What I wonder is why people want so badly for this to be true. I mean, I can understand in the perspective of a con-artist or a scammer, but why do others argue for it so much?
 

DeletedUser

their are alot of people who dont follow they traditional apprach to telepathy used in the field of parapsychology.
which is they reason for lack of results their are flaws in how they traditional studies are executed.so with that said we are still pioneers in the field of telepathic research and we still have alot to learn about the mind and what it is capable of because there is still alot that we dont understand.and i will let you win this debate but that doesnt mean you are right.
 

DeletedUser

This is the problem with that sort of "example," in that it's similar to throwing a mass of pennies in the air. One lands on its side and suddenly we claim telekinesis.

No verifiable correlation. I pick up the phone and say, "Hi Diggo" doesn't make me psychic, it just means I guessed right that time. Randomness is not a means of determination, it's merely randomness.


Simon Baron-Cohen's research is being misrepresented by you, or by whomever you are reading. He does not go into empathy in the sense inferred by psychics, but by the ability to read body language and other commonly understood communication factors that we regularly use but otherwise take for granted. This ties directly to his research in autism and does not have anything to do with "psychic ability" or "telepathy."

Careful where you obtain your facts/statements. Some peeps have their own agendas and distort researcher findings to suit their needs, but in the process pose fabrications to sufficiently confuse.


Pure and applied science? Umm, he wasn't getting into the difference of it... applied sciences are dependent up on laws that follow the rules of evidence presented by Daniel. Theoretical sciences (pure if you want to run with that label) utilizes the rules of evidence as presented by Daniel, which results in postulations or theories. All are dependent on the same formulaic pathway of examining evidence. There is no evidence when it pertains to telepathy, thus no formulaic pathway.

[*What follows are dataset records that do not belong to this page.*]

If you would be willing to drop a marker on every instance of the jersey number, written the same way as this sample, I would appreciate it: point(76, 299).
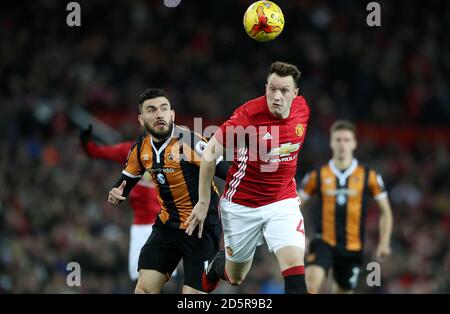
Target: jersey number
point(300, 227)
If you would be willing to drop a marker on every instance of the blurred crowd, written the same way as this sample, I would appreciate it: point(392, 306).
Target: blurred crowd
point(53, 206)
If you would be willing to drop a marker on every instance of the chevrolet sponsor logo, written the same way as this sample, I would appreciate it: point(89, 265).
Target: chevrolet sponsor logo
point(284, 150)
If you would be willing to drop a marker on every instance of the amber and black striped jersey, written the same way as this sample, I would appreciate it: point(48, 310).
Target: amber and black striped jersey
point(343, 199)
point(174, 167)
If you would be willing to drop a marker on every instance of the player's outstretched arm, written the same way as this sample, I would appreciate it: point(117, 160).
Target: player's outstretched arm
point(207, 170)
point(385, 224)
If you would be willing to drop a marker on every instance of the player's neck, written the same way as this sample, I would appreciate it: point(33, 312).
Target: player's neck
point(342, 164)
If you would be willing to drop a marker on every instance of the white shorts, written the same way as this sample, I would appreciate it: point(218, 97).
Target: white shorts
point(244, 228)
point(138, 236)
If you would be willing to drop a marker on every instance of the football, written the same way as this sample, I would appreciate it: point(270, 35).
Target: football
point(263, 21)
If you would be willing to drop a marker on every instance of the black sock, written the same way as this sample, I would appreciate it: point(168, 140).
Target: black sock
point(294, 281)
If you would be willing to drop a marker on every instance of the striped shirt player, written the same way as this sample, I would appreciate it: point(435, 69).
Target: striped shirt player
point(143, 198)
point(171, 155)
point(343, 186)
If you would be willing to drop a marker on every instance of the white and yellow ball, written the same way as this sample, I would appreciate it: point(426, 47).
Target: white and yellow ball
point(263, 21)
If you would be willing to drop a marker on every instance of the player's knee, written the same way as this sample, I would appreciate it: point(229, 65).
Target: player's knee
point(145, 289)
point(235, 281)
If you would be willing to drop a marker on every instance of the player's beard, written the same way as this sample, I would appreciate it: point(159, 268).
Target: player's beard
point(160, 135)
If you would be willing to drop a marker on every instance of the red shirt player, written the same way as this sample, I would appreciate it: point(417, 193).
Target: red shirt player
point(143, 197)
point(260, 200)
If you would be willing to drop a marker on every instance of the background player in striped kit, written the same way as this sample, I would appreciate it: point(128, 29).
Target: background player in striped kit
point(343, 186)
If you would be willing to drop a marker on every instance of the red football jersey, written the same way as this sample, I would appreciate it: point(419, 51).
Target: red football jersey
point(264, 166)
point(143, 198)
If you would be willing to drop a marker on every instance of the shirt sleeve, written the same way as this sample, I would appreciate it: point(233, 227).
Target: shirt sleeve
point(133, 168)
point(376, 185)
point(308, 186)
point(117, 152)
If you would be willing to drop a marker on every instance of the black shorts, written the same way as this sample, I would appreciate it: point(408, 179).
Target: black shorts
point(166, 246)
point(346, 264)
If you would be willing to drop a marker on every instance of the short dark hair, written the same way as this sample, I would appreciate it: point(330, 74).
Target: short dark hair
point(343, 125)
point(151, 93)
point(285, 69)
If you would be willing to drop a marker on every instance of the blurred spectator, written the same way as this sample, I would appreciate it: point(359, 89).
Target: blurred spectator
point(53, 200)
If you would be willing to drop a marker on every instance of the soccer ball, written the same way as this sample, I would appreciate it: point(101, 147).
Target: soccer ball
point(263, 20)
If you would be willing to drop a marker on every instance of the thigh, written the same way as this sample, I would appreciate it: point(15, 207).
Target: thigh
point(242, 230)
point(159, 252)
point(197, 253)
point(347, 268)
point(320, 254)
point(150, 281)
point(284, 225)
point(138, 236)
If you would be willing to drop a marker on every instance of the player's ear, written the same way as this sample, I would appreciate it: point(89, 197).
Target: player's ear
point(141, 120)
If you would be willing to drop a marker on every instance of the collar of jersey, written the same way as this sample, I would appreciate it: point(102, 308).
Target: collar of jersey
point(342, 176)
point(163, 146)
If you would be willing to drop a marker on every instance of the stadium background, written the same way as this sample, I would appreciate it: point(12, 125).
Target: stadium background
point(391, 80)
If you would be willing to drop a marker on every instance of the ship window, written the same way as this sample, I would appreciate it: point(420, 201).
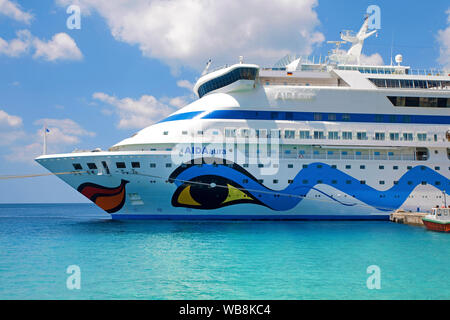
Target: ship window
point(230, 133)
point(245, 133)
point(420, 102)
point(92, 166)
point(289, 134)
point(408, 137)
point(347, 135)
point(317, 117)
point(304, 135)
point(319, 135)
point(135, 165)
point(379, 118)
point(333, 135)
point(261, 133)
point(361, 135)
point(275, 134)
point(422, 136)
point(120, 165)
point(422, 154)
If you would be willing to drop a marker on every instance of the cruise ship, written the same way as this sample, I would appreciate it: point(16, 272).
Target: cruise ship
point(307, 139)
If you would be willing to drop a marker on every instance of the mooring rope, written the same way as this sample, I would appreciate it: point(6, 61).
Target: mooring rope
point(281, 194)
point(10, 177)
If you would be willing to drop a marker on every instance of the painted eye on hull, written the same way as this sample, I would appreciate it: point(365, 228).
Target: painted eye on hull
point(210, 192)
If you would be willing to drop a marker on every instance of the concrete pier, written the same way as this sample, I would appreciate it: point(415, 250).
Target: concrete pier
point(411, 218)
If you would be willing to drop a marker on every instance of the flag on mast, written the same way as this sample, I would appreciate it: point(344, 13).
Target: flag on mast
point(46, 130)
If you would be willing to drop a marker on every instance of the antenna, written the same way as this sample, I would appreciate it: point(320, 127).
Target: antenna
point(45, 139)
point(208, 64)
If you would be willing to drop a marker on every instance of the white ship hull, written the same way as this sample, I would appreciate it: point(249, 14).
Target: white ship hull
point(154, 193)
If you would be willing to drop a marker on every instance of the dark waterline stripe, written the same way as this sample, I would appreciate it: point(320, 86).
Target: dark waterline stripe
point(311, 116)
point(213, 217)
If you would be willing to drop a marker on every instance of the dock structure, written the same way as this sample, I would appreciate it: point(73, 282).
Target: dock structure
point(411, 218)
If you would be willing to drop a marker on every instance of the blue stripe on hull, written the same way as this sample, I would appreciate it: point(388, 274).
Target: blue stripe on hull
point(311, 116)
point(253, 217)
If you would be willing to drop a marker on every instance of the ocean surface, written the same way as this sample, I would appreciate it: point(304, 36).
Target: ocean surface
point(214, 260)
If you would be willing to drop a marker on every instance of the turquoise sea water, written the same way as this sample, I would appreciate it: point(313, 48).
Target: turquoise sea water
point(214, 260)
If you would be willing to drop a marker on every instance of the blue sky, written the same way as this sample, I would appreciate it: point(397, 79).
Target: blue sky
point(131, 65)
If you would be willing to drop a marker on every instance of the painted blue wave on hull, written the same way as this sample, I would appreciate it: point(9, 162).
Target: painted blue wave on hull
point(321, 173)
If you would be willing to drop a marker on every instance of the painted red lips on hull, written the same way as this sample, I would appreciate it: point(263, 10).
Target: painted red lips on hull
point(109, 199)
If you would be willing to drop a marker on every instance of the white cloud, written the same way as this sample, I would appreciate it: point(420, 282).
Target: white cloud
point(189, 32)
point(10, 128)
point(136, 113)
point(13, 10)
point(443, 38)
point(60, 47)
point(372, 60)
point(18, 46)
point(185, 84)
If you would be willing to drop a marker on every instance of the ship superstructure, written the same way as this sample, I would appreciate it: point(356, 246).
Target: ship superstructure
point(306, 139)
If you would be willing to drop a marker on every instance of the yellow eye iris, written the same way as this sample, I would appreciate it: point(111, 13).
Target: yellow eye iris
point(186, 198)
point(210, 194)
point(235, 194)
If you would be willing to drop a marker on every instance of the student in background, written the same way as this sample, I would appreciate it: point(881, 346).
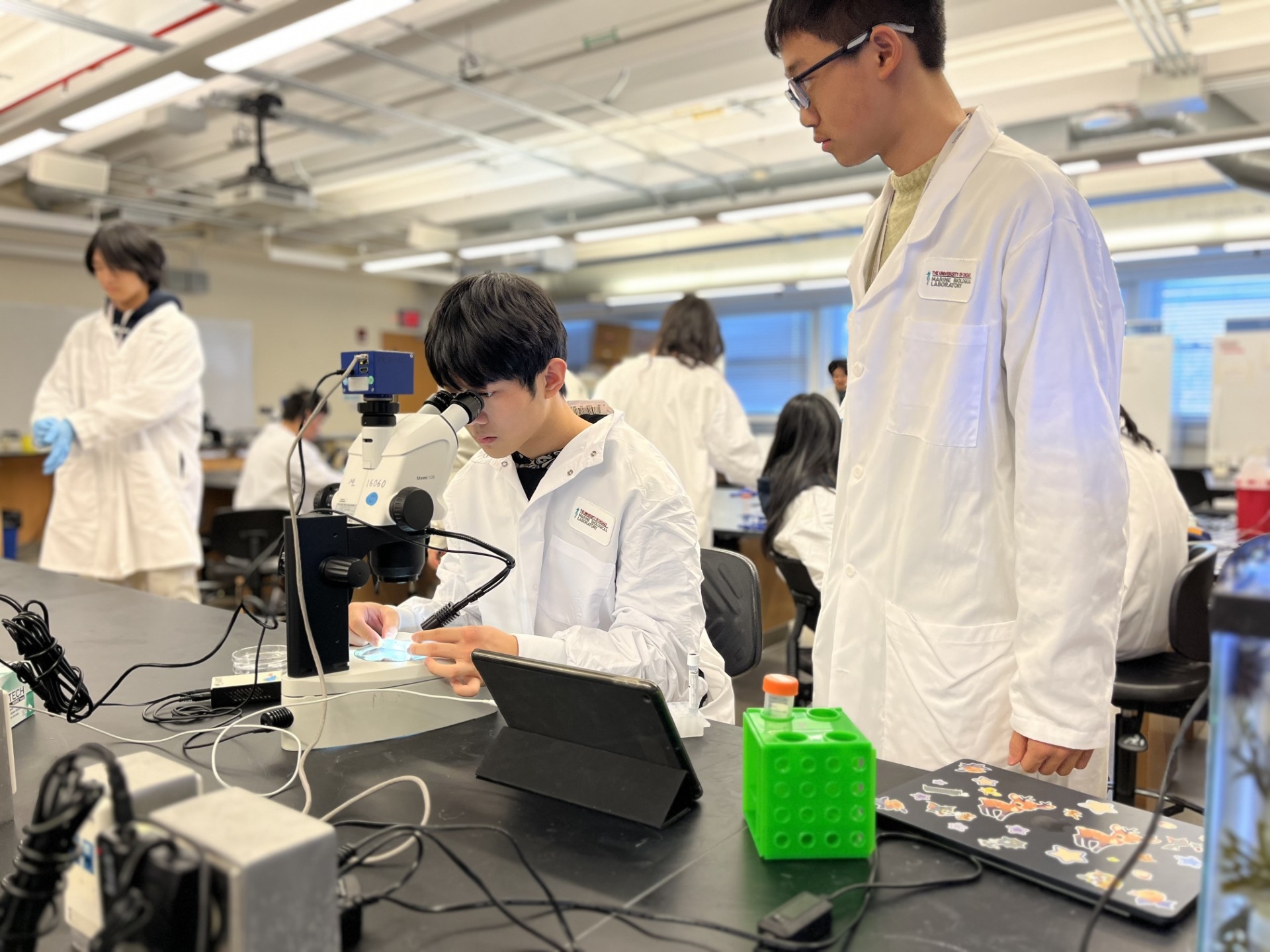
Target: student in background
point(263, 484)
point(803, 471)
point(1156, 531)
point(121, 412)
point(680, 400)
point(839, 371)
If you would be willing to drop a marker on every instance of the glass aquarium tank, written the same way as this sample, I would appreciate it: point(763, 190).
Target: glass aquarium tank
point(1236, 900)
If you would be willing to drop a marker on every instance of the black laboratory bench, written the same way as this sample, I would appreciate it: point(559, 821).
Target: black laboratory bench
point(704, 866)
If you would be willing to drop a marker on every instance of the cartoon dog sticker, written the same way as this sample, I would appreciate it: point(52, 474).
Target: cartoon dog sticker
point(997, 809)
point(1097, 841)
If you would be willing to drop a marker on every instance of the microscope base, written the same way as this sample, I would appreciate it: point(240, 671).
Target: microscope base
point(364, 719)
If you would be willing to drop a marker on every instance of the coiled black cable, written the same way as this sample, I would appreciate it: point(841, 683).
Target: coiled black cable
point(48, 844)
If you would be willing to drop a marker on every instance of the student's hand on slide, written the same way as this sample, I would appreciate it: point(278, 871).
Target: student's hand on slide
point(368, 623)
point(1037, 757)
point(450, 653)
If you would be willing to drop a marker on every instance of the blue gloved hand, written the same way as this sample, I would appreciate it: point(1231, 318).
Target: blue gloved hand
point(60, 444)
point(45, 430)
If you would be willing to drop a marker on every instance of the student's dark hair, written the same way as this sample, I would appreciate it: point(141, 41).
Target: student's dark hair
point(839, 22)
point(690, 332)
point(127, 248)
point(493, 327)
point(1130, 429)
point(299, 404)
point(804, 454)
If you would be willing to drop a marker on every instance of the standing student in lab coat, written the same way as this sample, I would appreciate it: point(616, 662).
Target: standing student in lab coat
point(1156, 528)
point(802, 471)
point(973, 593)
point(680, 400)
point(263, 484)
point(122, 413)
point(607, 571)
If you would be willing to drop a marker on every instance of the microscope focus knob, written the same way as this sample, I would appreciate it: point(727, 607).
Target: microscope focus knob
point(412, 509)
point(346, 571)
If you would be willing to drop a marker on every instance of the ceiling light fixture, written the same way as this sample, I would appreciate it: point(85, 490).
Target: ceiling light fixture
point(824, 284)
point(650, 227)
point(743, 291)
point(1203, 151)
point(812, 205)
point(134, 100)
point(1152, 254)
point(310, 30)
point(397, 264)
point(1081, 167)
point(32, 143)
point(1256, 245)
point(511, 248)
point(653, 299)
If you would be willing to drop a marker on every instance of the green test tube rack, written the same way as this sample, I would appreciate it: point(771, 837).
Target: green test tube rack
point(810, 785)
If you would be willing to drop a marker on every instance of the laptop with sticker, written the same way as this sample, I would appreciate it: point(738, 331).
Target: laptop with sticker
point(1054, 837)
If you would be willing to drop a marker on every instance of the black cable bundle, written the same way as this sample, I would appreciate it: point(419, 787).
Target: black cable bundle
point(45, 668)
point(48, 844)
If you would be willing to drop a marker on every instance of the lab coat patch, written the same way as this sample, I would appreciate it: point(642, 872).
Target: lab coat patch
point(592, 522)
point(948, 280)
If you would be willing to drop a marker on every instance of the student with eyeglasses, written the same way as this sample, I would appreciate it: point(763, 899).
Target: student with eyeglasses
point(973, 592)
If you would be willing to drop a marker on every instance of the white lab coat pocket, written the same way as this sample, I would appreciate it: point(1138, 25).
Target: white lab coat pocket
point(945, 688)
point(940, 389)
point(575, 588)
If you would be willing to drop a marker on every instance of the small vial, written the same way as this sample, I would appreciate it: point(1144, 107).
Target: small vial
point(779, 691)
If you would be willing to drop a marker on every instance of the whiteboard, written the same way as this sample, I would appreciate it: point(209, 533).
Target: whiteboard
point(1240, 422)
point(1147, 386)
point(31, 335)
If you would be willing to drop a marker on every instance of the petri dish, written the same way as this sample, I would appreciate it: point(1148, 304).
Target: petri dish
point(390, 651)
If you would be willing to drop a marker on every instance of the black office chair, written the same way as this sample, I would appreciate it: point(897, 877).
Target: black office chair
point(807, 614)
point(1170, 682)
point(734, 619)
point(243, 539)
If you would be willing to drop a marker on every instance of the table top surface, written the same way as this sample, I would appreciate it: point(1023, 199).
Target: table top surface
point(704, 866)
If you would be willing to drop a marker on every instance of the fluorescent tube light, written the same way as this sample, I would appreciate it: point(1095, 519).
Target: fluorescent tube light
point(1081, 167)
point(32, 143)
point(1152, 254)
point(743, 291)
point(511, 248)
point(309, 259)
point(813, 205)
point(1206, 151)
point(310, 30)
point(654, 299)
point(397, 264)
point(822, 284)
point(135, 99)
point(1257, 245)
point(650, 227)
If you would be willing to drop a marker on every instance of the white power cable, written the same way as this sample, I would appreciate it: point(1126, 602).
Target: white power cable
point(300, 584)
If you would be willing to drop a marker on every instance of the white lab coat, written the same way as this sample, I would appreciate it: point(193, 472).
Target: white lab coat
point(607, 569)
point(978, 547)
point(128, 496)
point(694, 418)
point(806, 531)
point(1158, 551)
point(263, 484)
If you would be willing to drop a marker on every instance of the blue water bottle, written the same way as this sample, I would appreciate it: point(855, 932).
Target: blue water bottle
point(12, 524)
point(1235, 904)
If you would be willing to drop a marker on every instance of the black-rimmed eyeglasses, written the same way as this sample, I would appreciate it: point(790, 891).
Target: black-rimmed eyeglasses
point(796, 95)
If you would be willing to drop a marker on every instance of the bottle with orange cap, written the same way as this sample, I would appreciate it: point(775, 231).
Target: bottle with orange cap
point(779, 695)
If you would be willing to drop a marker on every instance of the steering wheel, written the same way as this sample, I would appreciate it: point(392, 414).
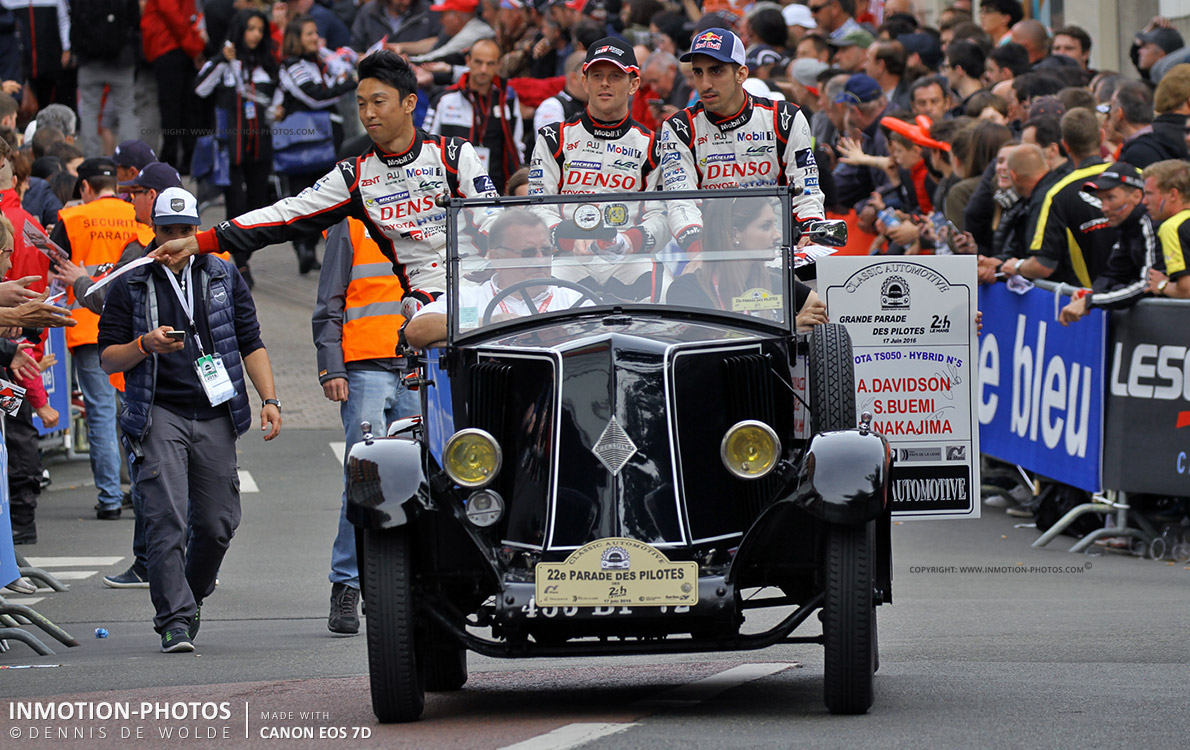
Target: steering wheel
point(523, 288)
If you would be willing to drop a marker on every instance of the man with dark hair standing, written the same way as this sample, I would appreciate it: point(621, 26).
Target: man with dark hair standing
point(482, 110)
point(1075, 43)
point(618, 155)
point(144, 188)
point(963, 69)
point(1132, 118)
point(356, 332)
point(997, 18)
point(186, 335)
point(1071, 239)
point(834, 17)
point(1004, 63)
point(1120, 188)
point(392, 188)
point(713, 143)
point(94, 235)
point(931, 97)
point(1167, 198)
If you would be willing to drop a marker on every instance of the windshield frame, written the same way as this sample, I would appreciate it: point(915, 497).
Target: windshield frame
point(455, 206)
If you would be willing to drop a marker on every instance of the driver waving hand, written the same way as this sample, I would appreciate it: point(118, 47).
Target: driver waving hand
point(731, 138)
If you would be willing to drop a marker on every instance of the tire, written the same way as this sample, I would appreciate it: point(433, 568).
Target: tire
point(832, 373)
point(444, 658)
point(849, 616)
point(396, 675)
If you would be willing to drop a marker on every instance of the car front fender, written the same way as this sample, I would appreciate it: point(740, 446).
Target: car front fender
point(844, 476)
point(384, 476)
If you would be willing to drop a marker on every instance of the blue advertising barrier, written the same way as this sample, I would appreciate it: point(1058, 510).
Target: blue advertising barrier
point(1040, 398)
point(8, 569)
point(56, 380)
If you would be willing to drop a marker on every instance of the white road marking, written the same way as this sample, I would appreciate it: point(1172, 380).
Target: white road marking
point(71, 562)
point(575, 735)
point(570, 736)
point(246, 483)
point(714, 685)
point(74, 575)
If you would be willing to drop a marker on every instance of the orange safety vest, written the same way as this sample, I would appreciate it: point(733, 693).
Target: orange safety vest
point(98, 232)
point(371, 314)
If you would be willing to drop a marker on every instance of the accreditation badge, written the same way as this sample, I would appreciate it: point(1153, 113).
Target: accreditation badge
point(213, 376)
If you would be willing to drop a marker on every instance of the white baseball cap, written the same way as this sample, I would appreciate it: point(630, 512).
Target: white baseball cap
point(799, 16)
point(175, 206)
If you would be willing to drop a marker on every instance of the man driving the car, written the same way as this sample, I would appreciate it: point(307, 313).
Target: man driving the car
point(520, 250)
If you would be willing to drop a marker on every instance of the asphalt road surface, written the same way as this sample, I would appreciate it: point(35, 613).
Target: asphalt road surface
point(1046, 649)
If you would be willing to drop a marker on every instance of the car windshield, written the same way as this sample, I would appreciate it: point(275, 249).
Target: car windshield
point(578, 254)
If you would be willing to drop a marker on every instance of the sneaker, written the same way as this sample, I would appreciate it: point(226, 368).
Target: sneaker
point(344, 601)
point(175, 639)
point(132, 577)
point(105, 512)
point(22, 586)
point(995, 501)
point(195, 622)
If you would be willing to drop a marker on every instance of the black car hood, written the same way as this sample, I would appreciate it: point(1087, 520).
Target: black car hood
point(638, 332)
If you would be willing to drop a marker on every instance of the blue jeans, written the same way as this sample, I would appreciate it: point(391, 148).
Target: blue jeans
point(376, 397)
point(99, 397)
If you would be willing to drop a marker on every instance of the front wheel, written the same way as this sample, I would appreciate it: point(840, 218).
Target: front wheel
point(832, 379)
point(396, 675)
point(849, 619)
point(444, 658)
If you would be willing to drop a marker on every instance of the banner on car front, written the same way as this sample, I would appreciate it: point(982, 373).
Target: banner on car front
point(913, 332)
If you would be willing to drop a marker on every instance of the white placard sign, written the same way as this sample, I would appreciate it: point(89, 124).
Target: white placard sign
point(912, 325)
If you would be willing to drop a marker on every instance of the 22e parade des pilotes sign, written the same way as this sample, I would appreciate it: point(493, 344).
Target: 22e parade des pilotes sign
point(912, 325)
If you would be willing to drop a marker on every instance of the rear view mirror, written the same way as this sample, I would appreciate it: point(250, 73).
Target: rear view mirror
point(831, 232)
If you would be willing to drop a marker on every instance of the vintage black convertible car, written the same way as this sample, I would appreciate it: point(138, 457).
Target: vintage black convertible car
point(615, 455)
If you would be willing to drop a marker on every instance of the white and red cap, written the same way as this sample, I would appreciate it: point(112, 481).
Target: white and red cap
point(718, 43)
point(612, 50)
point(175, 206)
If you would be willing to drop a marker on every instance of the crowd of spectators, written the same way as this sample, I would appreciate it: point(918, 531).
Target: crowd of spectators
point(985, 132)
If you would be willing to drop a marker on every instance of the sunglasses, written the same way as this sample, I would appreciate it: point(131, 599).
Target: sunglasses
point(526, 252)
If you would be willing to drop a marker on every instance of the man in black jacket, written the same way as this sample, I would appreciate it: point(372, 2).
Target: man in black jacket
point(1132, 117)
point(1120, 188)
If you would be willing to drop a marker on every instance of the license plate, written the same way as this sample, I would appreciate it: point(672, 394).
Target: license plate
point(617, 572)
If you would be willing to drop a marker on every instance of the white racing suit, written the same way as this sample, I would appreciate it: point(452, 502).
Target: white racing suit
point(584, 156)
point(766, 143)
point(393, 194)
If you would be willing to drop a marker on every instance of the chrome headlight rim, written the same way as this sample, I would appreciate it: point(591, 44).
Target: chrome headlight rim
point(732, 431)
point(495, 449)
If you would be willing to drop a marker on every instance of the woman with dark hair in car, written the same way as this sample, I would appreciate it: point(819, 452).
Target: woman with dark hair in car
point(745, 224)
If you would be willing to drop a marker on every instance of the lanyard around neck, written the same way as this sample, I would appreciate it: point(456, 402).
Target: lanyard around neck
point(187, 299)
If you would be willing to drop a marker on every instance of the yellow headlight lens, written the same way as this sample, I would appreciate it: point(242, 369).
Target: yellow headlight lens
point(750, 449)
point(471, 457)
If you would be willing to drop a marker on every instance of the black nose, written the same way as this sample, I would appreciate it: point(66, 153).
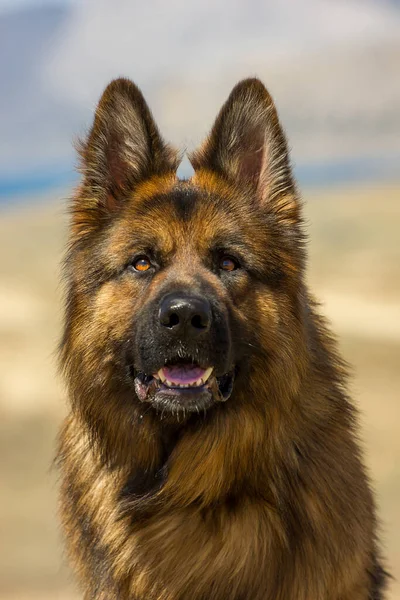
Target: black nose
point(185, 315)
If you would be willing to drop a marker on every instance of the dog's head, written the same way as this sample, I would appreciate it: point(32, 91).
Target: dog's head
point(179, 291)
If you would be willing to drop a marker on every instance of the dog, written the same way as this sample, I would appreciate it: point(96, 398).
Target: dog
point(211, 448)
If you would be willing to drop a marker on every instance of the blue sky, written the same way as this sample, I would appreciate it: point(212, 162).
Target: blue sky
point(9, 5)
point(317, 57)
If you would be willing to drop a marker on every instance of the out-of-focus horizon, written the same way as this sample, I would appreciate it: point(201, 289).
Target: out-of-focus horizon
point(333, 69)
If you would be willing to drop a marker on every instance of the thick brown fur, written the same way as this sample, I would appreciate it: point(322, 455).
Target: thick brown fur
point(263, 497)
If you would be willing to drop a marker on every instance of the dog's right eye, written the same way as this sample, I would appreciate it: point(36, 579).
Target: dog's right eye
point(141, 264)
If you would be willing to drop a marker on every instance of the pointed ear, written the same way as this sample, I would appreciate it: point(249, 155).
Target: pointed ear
point(123, 148)
point(247, 145)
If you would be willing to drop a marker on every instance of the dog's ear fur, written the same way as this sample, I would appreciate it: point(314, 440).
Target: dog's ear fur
point(123, 148)
point(247, 145)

And let's make it clear, a person saying, "i can read your mind, you're holding an Ace of Spades," is no more a telepath than he is a trickster, which has been presented as the overriding circumstance in reports of telepathy. No evidence, no facts, just claims and tricks. Indeed, tricksters are dependent upon believers. Belief is dependent upon a circumstance devoid of evidence.

Wonderful how you reduce my postulation to nonsense, it must take years of practise ;). I am not claiming psychic ability or telekinesis exists or could exist and I said as much in a previous post. I was wondering whether the science of empathy might help to explain the research into twins experiences where, as I understand it, there is a wealth of anecdotal evidence along the lines I suggested. Maybe I was unwise to introduce empathy instead of telepathy.

I don't mean to misrepresent his research but was drawing on his scientific study of empathy and the empathy circuit where there are 10 regions in the brain that empathise and he created the bell curve that indicates where an individual sits. Brain scans and MRI's limit to seeing blood flow but patterns emerge which have allowed neuro-scientists to identify over time such areas of the brain. Interestingly, scientists usually have low empathy and women normally have higher empathy than men.

I hope I have made myself clear as I don't have an agenda and I don't want to misrepresent. As Baron-Cohen said "feelings are difficult to reduce to a set of rules".

As to your last paragraph I totally agree.